Dal 1885 poi iniziarono a diffondersi anche in Italia, con affrancatura ridotta a 10 centesimi.
Le prime “cartoline illustrate autorizzate dal Governo italiano”, stampate dall’editore Danesi di Roma, raffiguravano monumenti storici e scorci panoramici. - Portalettere del Regno d’Italia
Le Regie Poste del Regno d’Italia furono istituite il 5 maggio 1862.
Per ambire a diventare portalettere bisognava avere oltrepassato la maggiore età, essere cittadino del Regno, di specchiata onestà e superare un attento esame per dimostrare di “saper leggere e scrivere, far di conto e conoscere il francese”.
Era vietato “cambiare itinerario, entrare nei caffè e nei bar, fumare, chiacchierare per via e leggere i giornali che doveva distribuire”.
La divisa era fornita dallo Stato, ma andava rimborsata in 24 rate. Nel 1863 furono assunte come addette alle Poste e Telegrafi, le “vedove, figlie o sorelle di un impiegato defunto che abbia servito all’Amministrazione della Posta”.

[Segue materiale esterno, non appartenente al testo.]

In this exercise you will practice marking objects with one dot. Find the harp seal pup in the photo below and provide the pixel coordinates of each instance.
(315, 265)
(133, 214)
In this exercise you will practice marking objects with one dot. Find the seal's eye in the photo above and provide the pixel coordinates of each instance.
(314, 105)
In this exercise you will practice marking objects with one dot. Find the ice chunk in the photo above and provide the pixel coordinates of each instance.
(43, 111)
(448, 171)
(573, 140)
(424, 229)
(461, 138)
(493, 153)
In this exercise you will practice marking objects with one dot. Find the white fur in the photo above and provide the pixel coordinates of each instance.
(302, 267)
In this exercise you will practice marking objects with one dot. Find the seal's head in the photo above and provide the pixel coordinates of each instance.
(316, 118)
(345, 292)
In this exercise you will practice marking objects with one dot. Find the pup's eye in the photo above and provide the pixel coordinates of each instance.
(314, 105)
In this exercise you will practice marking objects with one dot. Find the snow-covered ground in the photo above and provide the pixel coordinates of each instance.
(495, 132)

Ma il loro stipendio era più basso di quello dei colleghi uomini.
Nella foto sotto un ufficio postale di Londra nel 1800.
5. Dal cavallo al sommergibile e la posta di guerra
- Dal cavallo al sommergibile
Le lettere, si sa, devono arrivare in fretta: perciò i servizi postali sono sempre stati all’avanguardia nell’impiego dei mezzi di trasporto.

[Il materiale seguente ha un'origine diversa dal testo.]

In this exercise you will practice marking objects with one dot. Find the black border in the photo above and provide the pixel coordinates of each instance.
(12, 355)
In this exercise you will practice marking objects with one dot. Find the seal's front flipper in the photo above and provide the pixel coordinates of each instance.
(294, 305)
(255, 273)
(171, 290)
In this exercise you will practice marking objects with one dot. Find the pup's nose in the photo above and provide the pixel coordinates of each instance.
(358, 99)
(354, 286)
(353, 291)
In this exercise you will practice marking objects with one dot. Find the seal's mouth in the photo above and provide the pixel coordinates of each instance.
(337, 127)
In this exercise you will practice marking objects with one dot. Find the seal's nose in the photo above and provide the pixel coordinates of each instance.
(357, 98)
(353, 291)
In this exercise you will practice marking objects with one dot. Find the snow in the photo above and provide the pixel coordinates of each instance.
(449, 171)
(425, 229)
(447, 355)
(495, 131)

Alla fine del Settecento furono introdotte le carrozze per il trasporto della posta (in Italia battezzate “velociferi”); le diligenze a cavallo hanno lasciato il posto a uffici mobili su navi e vagoni ferroviari (il primo “ambulante postale ferroviario” fu istituito dal Regno di Sardegna nel 1855) e da tram cittadini muniti di una buca delle lettere.
Agli albori delle quattro ruote, nel 1908, le Poste italiane promossero un “concorso delle automobili pel servizio postale rurale”: fu vinto da una società di Torino con un omnibus dotato di motore da 30 cavalli, 15 posti e ripostiglio per la posta: era nata la “corriera”.
Con la Grande guerra si inaugurò la posta aerea: il 27 maggio 1917 decollò il primo velivolo postale, in servizio fra Torino e Roma.
Germania e Spagna sperimentarono invece l’impiego postale dei sommergibili e negli anni Venti, per la corrispondenza con le Indie, l’Olanda adottò casseforti postali galleggianti: in caso di naufragio restavano a galla e lanciavano razzi di segnalazione. - Posta di guerra
Il primo conflitto mondiale fu il battesimo del fuoco per la posta militare.
Gli scambi epistolari da e per il fronte arrivarono a 4 miliardi circa di lettere ordinarie, 20 milioni di raccomandate, 9 milioni di pacchi, 30 milioni di vaglia transitati per le trincee.
C’era da regolare tutto quel traffico. Ma, soprattutto, c’era da evitare che i soldati passassero informazioni e seminassero disfattismo.
La censura sulla corrispondenza esisteva da sempre in Europa, ma riguardava solo le lettere di ufficiali o del corpo diplomatico.
Con la Grande guerra si superò un confine che pareva inviolabile: il segreto epistolare.
Nella foto sotto una diligenza portalettere in partenza dall’ufficio postale del passo del Sempione.